19.04.2022

Der rhetorische Scholz – oder: Warum man sich als Leader nicht verstecken kann.

Von Lenin ist der Auftrag überliefert, man solle die Dinge hinter den Dingen erkennen. Und von Jean-Claude Juncker stammt die entscheidende Ergänzung dieses Satzes. Der immer alles und jeden herzlichst herzende Juncker sagte einmal, als Politiker sei man erstaunt, was man hinter den Dingen finde. Hinter den Dingen sei immer – der Mensch.

Diese so wichtige Erkenntnis für die Wirkmacht von Politikern scheint bei Olaf Scholz noch nicht angekommen zu sein. Es wirkt, als säße er allein im Maschinenraum des Kanzleramtes und regiere „die Dinge“ wie ein Regierungscomputer einfach ab. Und wundere sich, dass immer weitere „Dinge“ in sein Sichtfeld geraten – und weit und breit kein Mensch. Na bitte! Klassischer Fall für das angewandte Höhlengleichnis.

Selbst bei seinen spärlichen Auftritten liest Olaf Scholz alles ab, buchstabiert jedes Wort mit gesenktem Haupt von Blatt Papier.

Es sind offenbar „die Dinge“, an denen Olaf Scholz sich festhält.
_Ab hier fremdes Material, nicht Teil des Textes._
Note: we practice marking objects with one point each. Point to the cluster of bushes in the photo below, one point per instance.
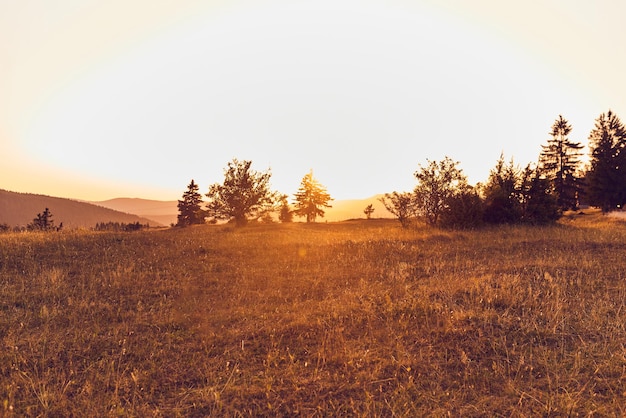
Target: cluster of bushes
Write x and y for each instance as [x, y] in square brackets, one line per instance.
[536, 194]
[443, 197]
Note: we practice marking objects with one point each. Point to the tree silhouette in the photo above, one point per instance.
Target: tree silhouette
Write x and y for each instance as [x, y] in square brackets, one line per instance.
[43, 222]
[606, 178]
[311, 198]
[436, 184]
[189, 208]
[244, 194]
[503, 203]
[559, 162]
[285, 215]
[401, 205]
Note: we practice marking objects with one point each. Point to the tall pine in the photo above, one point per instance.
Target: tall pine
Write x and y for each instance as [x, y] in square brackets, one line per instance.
[559, 161]
[311, 198]
[606, 178]
[189, 208]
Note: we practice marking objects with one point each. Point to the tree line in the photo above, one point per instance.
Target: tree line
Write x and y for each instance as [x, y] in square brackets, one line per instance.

Und nicht die Menschen, an die er sich wendet. Und wenn ihm doch mal Menschen in die Quere kommen, dann macht er sie zu „Jungs und Mädels“. Wie soll man die Rhetorik eines Kanzlers beurteilen, der eine solche Rhetorik hat?

Gewiss, Olaf Scholz hatte nicht die berühmten 100 Tage – eine Karenz des Ankommens, die wir heute selbst jedem Abteilungsleiter für Herrenkonfektion gewähren. Gleich das volle Programm – keine Politikkonfektion, sondern diplomatische Maßarbeit: Corona, die Ukraine, die Energie, die Russen. Dafür braucht man Zeit im Maschinenraum. Und nicht zuerst die Bühne. Aber die Menschen brauchen die Bühne. Notabene, Olaf: Führung braucht Worte.

Wo ist der mutige Geist aus dem Team Scholz, der Olaf vor der Wahl gesagt hat, wie man „nah bei de Leut“ ist? Immerhin hat es im Wahlkampf funktioniert. Und die meisten haben Olaf gewählt. Den Lächler, den Plauderer, den Verfechter von Respekt – zumindest, wenn die Kameras liefen.

Aber: Es war ein Corona-Wahlkampf. Viele Kameras, viele kalkulierbare Sendeslots, viele kurze Aktionsflächen, auf denen man den Scholzomaten für Minuten aus- und den menschelnden Kandidaten einschalten konnte. Und ganz wenig Jungs und Mädels in den Fußgängerzonen und Mehrzweckhallen. Hätte in einem Wahlkampf voll mit Menschen, Winken und Anfassen vielleicht doch der rheinische Katholik – wie hieß er gleich nochmal – das Rennen gemacht?

Jetzt ist aber Olaf Kanzler. Und wir wollen den Mann, der auf den Plakaten Respekt verkündet hatte. Wo ist er? Der sich an uns wendet. Persönlich. Entschieden. Klar.

Und wenn Olaf Scholz nicht weiß, wie das geht: Die Nummer von Jean Claude Juncker sollte im Kanzleramt sicher noch irgendwo rumliegen. Der hat Zeit und erklärt ihm sicher gern bei einem Moselriesling, was man hinter den Dingen finden kann, wenn man das Zeug dazu hat. Und die Rhetorik – folgt dann von ganz allein. Versprochen!